Seleccionar bien las lecturas

Así que el hábito de leer es fundamental para el armónico desarrollo de la personalidad y de las capacidades intelectuales. Pero, ¿por qué no es conveniente leer cualquier libro que llega a nuestras manos? Por la misma razón que no acudimos a beber agua de las fuentes públicas o a comer en establecimientos callejeros, en los que dudamos seriamente sobre sus normas de higiene y salubridad.

Y es que los libros no sólo informan sino que forman criterio, opiniones y patrones de conducta. De allí la importancia de seleccionar bien las lecturas, máxime si consideramos que habitualmente no se tiene demasiado tiempo para ello, bien por las prisas citadinas, o porque tenemos que cumplir con otros deberes y responsabilidades.

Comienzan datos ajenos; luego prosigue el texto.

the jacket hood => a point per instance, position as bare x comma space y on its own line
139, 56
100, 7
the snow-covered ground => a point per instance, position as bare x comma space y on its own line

Por otra parte, desde el punto de vista científico, ¿el hábito de la lectura puede beneficiar a la actividad neuronal? Sin duda. Me comentaba el reconocido Neurólogo, Dr. Rafael Dovarganes lo siguiente: “En mi experiencia de más de medio siglo de trabajo en mi especialidad médica, he comprobado que con ese estupendo hábito se mantienen en continua actividad y dinamismo las neuronas. Una persona que lee diariamente; que medita los textos; que reflexiona y procura redactar algunas de sus conclusiones; que procura asociar lógicamente las ideas; que tiene a su disposición libros de consulta; que practica idiomas para ejercitar su memoria, etc., tiene su cerebro siempre ocupado, trabajando y es menos propenso a que le sobrevengan trastornos emocionales o enfermedades neuronales degenerativas con el paso de los años. Es una actividad que invariablemente les recomiendo a mis pacientes, particularmente si son mayores”.

En definitiva, un buen libro es un amigo y un maestro; es la mejor manera de aprovechar el tiempo y vencer el ocio; es el pan de la inteligencia que ilumina las conciencias y forja el criterio. Como escribía el célebre poeta Rubén Darío: “El libro es fuerza, es valor, es poder; es alimento y antorcha del pensamiento…”.